Meu pai era general, e meu avô, marechal. Tenho um certo conhecimento quase empático dos militares. No passado, eles eram mais políticos, depois se profissionalizaram. Há uma questão que qualquer militar, depois de um certo ponto, não aceita: a desordem. Então eles tentam trazer ordem, e isso é perigoso. Pode acontecer? A pandemia está servindo como uma vacina para demonstrações de rua. Acredito que políticos, profissionais e jornalistas têm a responsabilidade de alertar o país para que não cheguemos a um ponto de desordem, porque depois chegam os militares, e eu não quero isso. É ruim para o país e para eles, que serão responsabilizados pelo que acontecer.
Como o senhor analisa as saídas de Sergio Moro (ex-ministro da Justiça) e Luiz Henrique Mandetta (ex-ministro da Saúde) do governo?
Vi Sergio Moro duas vezes na minha vida. Creio que ele se equivocou ao aceitar ser ministro. Não por ser ministro do Bolsonaro, mas porque trocou o âmbito da Justiça, no qual atuou a vida toda, pelo Executivo, e ficou em uma situação delicada, porque não era um homem predisposto a estas funções (políticas).
E qual foi a consequência imediata de uma saída como a do ministro da Saúde (Mandetta)? Na minha opinião, uma saída doida, irracional. O prestígio do presidente está diminuindo. Muitos o apóiam, mas não são a maioria. (A saída de) Mandetta não teve tanto efeito, mas Moro era um pilar.
E o outro pilar, que é o ministro da Economia (Paulo Guedes), muito bem visto pelos empresários, tem um projeto que não pode mais ser aplicado. Ele tem uma visão que certamente estava certa no passado (ajuste dos gastos públicos), necessária, mas com a pandemia a visão é de gastar mais e aumentar a dívida pública.
Como o senhor avalia o combate à Covid-19 no Brasil, onde o presidente não segue à risca as recomendações da Organização Mundial da Saúde (OMS)?
O pior é que atingiu as áreas mais populares. Para mim, nada muda, mas quando uma pessoa vive na periferia de São Paulo, na miséria, em uma favela, com muitas pessoas em casa, sem conforto… as pessoas têm que ir às ruas (…) Mesmo que haja recomendações da OMS para que fiquem em casa, para as pessoas mais pobres é um castigo, porque é impossível. Além disso, há uma falta de liderança. Às vezes, o presidente (Bolsonaro) está com outras pessoas na rua sem usar máscara, como se nada tivesse acontecido (…) É perceptível que a falta de coordenação é prejudicial, ainda que o Brasil tenha a vantagem de um sistema de saúde gratuito e universal.

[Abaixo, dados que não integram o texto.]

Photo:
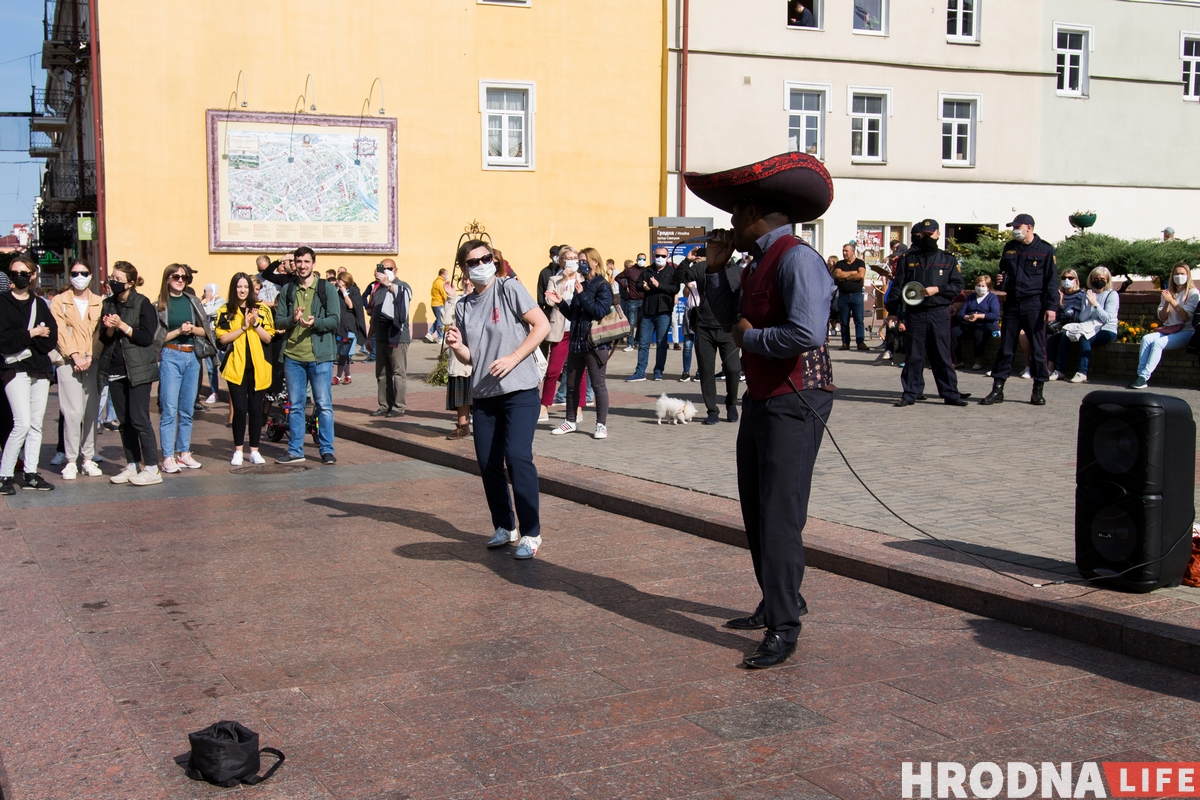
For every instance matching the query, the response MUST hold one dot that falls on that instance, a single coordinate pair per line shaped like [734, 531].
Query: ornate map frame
[328, 236]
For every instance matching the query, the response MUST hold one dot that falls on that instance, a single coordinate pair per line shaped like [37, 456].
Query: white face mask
[481, 274]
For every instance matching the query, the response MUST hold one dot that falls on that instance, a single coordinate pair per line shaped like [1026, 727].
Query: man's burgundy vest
[763, 307]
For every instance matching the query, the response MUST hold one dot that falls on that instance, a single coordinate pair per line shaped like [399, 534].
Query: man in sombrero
[778, 308]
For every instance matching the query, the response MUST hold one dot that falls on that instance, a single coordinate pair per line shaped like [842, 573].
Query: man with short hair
[309, 313]
[659, 287]
[849, 274]
[389, 310]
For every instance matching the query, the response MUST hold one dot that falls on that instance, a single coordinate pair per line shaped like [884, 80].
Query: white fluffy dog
[675, 409]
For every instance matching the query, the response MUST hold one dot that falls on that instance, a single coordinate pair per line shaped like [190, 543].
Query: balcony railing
[70, 181]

Alguns políticos, inclusive juristas, consideram que Bolsonaro pode ser procesado na Corte Interamericana de Direitos Humanos (CIDH) por não seguir as recomendações da OMS. O senhor considera plausível?

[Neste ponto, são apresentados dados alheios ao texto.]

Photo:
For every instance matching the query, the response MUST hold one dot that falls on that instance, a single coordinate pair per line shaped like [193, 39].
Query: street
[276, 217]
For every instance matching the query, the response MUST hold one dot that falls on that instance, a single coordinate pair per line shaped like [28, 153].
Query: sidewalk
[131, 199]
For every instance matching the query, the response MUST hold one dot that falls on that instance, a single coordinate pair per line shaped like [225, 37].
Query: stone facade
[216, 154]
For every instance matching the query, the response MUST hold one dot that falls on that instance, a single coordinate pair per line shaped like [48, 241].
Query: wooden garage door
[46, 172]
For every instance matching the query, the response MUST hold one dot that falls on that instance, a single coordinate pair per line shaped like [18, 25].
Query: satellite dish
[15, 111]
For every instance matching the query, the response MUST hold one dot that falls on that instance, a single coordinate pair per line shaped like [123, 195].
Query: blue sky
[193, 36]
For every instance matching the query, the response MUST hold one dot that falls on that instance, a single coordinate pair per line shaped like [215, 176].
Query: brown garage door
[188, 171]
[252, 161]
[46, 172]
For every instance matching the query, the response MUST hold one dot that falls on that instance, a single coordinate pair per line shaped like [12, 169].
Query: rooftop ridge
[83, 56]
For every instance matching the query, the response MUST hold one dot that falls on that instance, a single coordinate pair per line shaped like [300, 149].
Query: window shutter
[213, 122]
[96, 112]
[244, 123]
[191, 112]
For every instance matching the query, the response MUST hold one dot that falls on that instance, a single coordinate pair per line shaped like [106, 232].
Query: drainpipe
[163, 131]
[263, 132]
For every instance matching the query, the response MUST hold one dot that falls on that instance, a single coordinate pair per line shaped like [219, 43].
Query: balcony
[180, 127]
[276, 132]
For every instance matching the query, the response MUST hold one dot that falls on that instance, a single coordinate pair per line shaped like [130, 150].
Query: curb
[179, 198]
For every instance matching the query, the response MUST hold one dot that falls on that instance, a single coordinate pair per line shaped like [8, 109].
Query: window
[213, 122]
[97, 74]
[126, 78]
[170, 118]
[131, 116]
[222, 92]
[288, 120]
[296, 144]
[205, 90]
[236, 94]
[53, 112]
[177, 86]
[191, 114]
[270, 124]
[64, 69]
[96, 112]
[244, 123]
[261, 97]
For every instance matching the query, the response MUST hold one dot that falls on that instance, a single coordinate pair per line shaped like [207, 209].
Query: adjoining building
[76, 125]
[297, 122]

Não vejo que tenha muito o que fazer (a CIDH), outras oportunidades foram perdidas quando houve violência, tortura… O atual presidente tem essa visão de amigos e inimigos, o que não ajuda para o que é necessário agora, que há mais coesão para combater um inimigo comum (coronavírus). É um sério fracasso político, mas não acho que será resolvido com impeachment, por enquanto. Dependerá de como o presidente agir. Estou muito preocupado com o que virá depois da pandemia (…) Haverá muita gente desempregada.
Por outro lado, meu sentimento é de que não há pressão militar para a queda do presidente. Os militares, felizmente, há muito tempo respeitam a Constituição. Não podemos nos distanciar do quadro constitucional, pois isso seria muito perigoso para as instituições e para a liberdade. Não há inimigos da liberdade, a imprensa é livre, a Justiça funciona e não existe tal sentimento como vivi em outros tempos (alusão à ditadura).